Only about 30 percent of U.S. firefighters are paid professionals. With that ratio, there’s a good chance the firefighters at your local fire department are volunteers.
So, does the volunteer or professional status of your local firefighters make a difference in your homeowner’s insurance rates, especially considering that many volunteer fire departments are strapped for cash?
The quality of your local fire department accounts for 50 percent of the score that many home insurers use to set your insurance rates, says Brock Hughes, an insurance broker at Pritchard & Jerden in Georgia.
“Paid full-time fire department personnel will result in a more favorable … rating than a volunteer fire department. Additionally, the fire department’s emergency response time is critical in ensuring a favorable … rating,” Hughes says.
The source of ratings
The primary producer of your community’s fire rating is a company called ISO. Aside from the type of fire department serving your area, other factors weighed by ISO include how close fire hydrants are to your home and how far a fire department is from your home. Keep in mind that some insurers, such as State Farm, don’t use ISO ratings but instead rely on their own data to calculate fire risk.

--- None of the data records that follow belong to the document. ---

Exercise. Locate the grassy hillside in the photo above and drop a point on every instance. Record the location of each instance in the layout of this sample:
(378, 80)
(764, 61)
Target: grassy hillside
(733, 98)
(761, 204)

“Without question, a full-time, trained, professionally staffed fire department will have a positive impact on the fire protection class of a community. With a full-time fire department comes quicker response times, better maintenance and more thorough testing of equipment,” Hughes says.
Calculating the score
Billy Van Jura, an insurance broker in New York, says your community’s fire rating is measured on a 10-point scale, with 1 being the best and 10 being the worst.
An area served by a typical department staffed by paid firefighters would earn a 3, Van Jura says, while the same area with the same number of fire hydrants but a volunteer fire department would score a 4. “There’s a minimal rate impact between the two,” Van Jura says. “That slight jump won’t see any significant increase in rates.”
However, if your area’s volunteer fire department winds up shutting down or merging with another department, your community’s fire rating — and your home insurance rates — could suffer. Hughes says this happened to two of his clients in April 2012. Their insurers didn’t drop them as policyholders, but the homeowners’ rates were adjusted upward based on the new fire rating. In these two scenarios, the average rate hike was 235 percent, he says.
Now, let’s compare a suburban area with a rating of 5 with a rural area where there’s a shortage of nearby hydrants and volunteer firefighters. If you live in that rural area, you could be looking at home insurance premiums that are 50 percent higher than your suburban counterparts, according to Brian Rauber, a Farmers Insurance agent in Missouri. In fact, he says, it’s “entirely possible” that renewal of your home insurance policy could be denied if the fire rating dropped from when the policy initially was written.
Generally, your insurer prefers that your home be within five to six miles of the “primary responding” fire department, Rauber says. “The primary-responding department is an important distinction. It does not matter if you live next door to a fire department if that department is across city or county lines and is not the department that would immediately respond to your call,” he says.
Ratings that fire up your rates
We know that the stature of your local fire department makes up 50 percent of your community’s fire rating. At 40 percent, your community’s water supply is the next most important factor, according to Hughes.
“Not only must a community have an adequate amount of water available to fight fires, but it must also have an adequate number of well-maintained hydrants to ensure a responding fire department has access to the water they need,” Hughes says. “If a community doesn’t have an adequate water supply, that community will be rated a 9 or 10.”
Rauber says insurers prefer that a hydrant be within 1,000 feet of your home.
The final factor in your community’s fire rating involves communication, such as how firefighters are dispatched to blazes.